La Sabermetrica (Sabermetrics in inglese) é l’analisi specialistica del baseball mediante un metodo obbiettivo ed evidente, in quanto il gioco del batti e corri è fondato sui numeri e le statistiche.

Il termine deriva dall’acronimo SABR, che sta per Society for American Baseball Research. Venne coniato da Bill James, uno dei pionieri della materia e  tuttora considerato uno degli esperti maggiori.

La materia ha giocato un ruolo importante nelle discussioni sorte nella stagione 2002, quando il bosse dei New York Yankees George Steinbrenner venne aspramente criticato dalla stampa per le sue spese folli, arrivando ad avere un tetto ingaggi pari a circa $125 milioni mentre la franchigia californiana degli Oakland Athletics, con solo $41 milioni, fu parimenti competitiva.

Questo perchè le scarse entrare finanziarie del club costringevano la dirigenza a pescare nel mercato degli scarti e delle risorse a basso costo. Dunque l’approccio di valutare i giocatori secondo numeri che ipotizzavano un possibile rendimento era il metodo più naturale, tanto che nelle stagioni 2002 e 2003 gli A’s entrarono nei play-offs.

E Moneyball, il film che nacque sull’idea di tradurre in pellicola l’esperimento,è entrato ormai nel lessico tipico del mondo del baseball.

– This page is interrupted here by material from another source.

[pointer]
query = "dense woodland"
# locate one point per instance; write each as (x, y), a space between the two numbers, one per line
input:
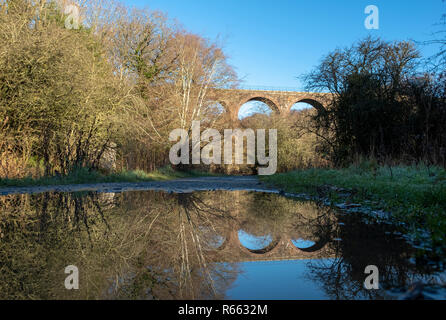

Le franchigie che sembrano aver usato la metodologia sul mercato sono infatti indicate di giocare alla “Moneyball.” E come ogni teoria, i tradizionalisti avversano tale metodo di lavoro, condannandolo ed etichettandolo come rivoluzionario. Tuttavia l’impatto sul mondo della MLB di Moneyball è stato innegabile, tanto da spingere general managers ad assoldare i migliori esperti in materia.

In soldoni, la sabermetrica secondo la definizione più classica studia ed analizza i dati dei giocatori, non basandosi esclusivamente sulla media battuta o sugli homeruns battuti, quanto su ogni dato che emerge nel corso di una partita. Dunque basi per balls non sono da disdegnare  perchè un’alta percentuale di arrivi  in base equivale alla possibilità maggiore di segnare un punto.

Altresì, sebbene ad alti livelli le differenze fra le abilità difensive dei giocatori siano misurabili in millesimi, un ottimo difensore può ambire a giocare in un top team nonostante una bassa media battuta.

In questo modo misurare le prestazioni dei giocatori permette, come dimostrò anche il film Moneyball, che la chimica di squadra talvolta si può costruire a tavolino.